Exportações peruanas de aspargo caem 11% para 6,8 milhões de caixas
O Peru exportou 6,8 milhões de caixas de aspargo de 5 kg até a semana 27 de 2026, queda de 11% ante igual período de 2025, segundo o IPEH. Os Estados Unidos receberam 74% dos embarques e o transporte marítimo respondeu por 66%.
Volume exportado recua até a semana 27
As exportações peruanas de aspargo diminuíram no primeiro semestre de 2026. Até a semana 27, o país enviou 6,8 milhões de caixas de 5 kg aos mercados internacionais. O volume ficou 11% abaixo do registrado no mesmo período de 2025, segundo o relatório estatístico mais recente do Instituto Peruano de Aspargos e Hortaliças (IPEH), citado pela Agencia Agraria de Noticias Peru e pelo Fruchtportal.

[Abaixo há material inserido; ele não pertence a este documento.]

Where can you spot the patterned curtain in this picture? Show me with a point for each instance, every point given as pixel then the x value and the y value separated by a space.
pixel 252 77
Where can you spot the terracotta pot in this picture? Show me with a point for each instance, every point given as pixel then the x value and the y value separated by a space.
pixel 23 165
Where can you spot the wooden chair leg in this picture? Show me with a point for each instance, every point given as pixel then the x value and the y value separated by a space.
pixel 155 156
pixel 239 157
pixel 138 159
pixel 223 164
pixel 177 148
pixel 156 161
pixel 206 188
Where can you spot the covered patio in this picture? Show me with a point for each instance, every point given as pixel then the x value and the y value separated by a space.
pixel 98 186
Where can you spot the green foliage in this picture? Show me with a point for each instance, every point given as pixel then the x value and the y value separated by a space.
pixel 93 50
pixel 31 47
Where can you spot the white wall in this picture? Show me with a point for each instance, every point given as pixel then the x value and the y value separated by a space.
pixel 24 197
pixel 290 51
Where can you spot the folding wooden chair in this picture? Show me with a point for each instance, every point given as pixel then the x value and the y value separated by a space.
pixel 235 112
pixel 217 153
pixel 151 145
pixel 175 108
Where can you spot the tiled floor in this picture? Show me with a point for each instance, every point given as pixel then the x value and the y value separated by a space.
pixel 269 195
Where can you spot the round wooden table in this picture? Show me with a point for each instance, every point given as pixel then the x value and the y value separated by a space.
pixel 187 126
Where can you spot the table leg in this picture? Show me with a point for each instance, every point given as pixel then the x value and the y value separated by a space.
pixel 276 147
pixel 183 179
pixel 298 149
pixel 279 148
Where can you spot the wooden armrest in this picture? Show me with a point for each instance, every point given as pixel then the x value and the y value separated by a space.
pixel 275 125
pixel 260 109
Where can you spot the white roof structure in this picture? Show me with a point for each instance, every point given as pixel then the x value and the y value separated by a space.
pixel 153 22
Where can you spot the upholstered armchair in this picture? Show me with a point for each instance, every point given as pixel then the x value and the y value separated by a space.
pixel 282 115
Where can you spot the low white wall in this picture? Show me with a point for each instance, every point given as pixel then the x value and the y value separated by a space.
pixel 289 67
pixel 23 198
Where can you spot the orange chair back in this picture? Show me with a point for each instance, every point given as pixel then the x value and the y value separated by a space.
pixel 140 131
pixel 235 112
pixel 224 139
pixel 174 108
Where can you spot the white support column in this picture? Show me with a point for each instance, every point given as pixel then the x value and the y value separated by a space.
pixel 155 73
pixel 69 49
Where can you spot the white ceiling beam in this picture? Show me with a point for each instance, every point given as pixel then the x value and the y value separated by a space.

Os números indicam menor oferta exportável em um segmento importante das vendas agrícolas do Peru. As informações publicadas não apontam uma causa específica para a retração. A queda pode refletir menor disponibilidade de produto dentro dos padrões de exportação ou mudanças no calendário e nas rotas dos embarques. Os dados disponíveis do IPEH, porém, não permitem separar os efeitos da produção dos fatores comerciais ou logísticos.
Estados Unidos mantêm participação de 74%
A distribuição dos destinos continuou concentrada apesar do menor volume total. Os Estados Unidos preservaram a liderança e receberam 74% das exportações de aspargo até a semana 27. A demanda, a programação de compras e as exigências de entrega do mercado americano seguem, portanto, relevantes para produtores, unidades de embalagem e exportadores peruanos.
A União Europeia ficou em segundo lugar, com 16% dos embarques. O Reino Unido respondeu separadamente por 6% do volume exportado e permaneceu como um destino europeu significativo. As participações divulgadas mostram que Estados Unidos, UE e Reino Unido continuam absorvendo a grande maioria dos embarques internacionais de aspargo peruano. As fontes não apresentam dados por país-membro da UE nem identificam os mercados incluídos na parcela restante.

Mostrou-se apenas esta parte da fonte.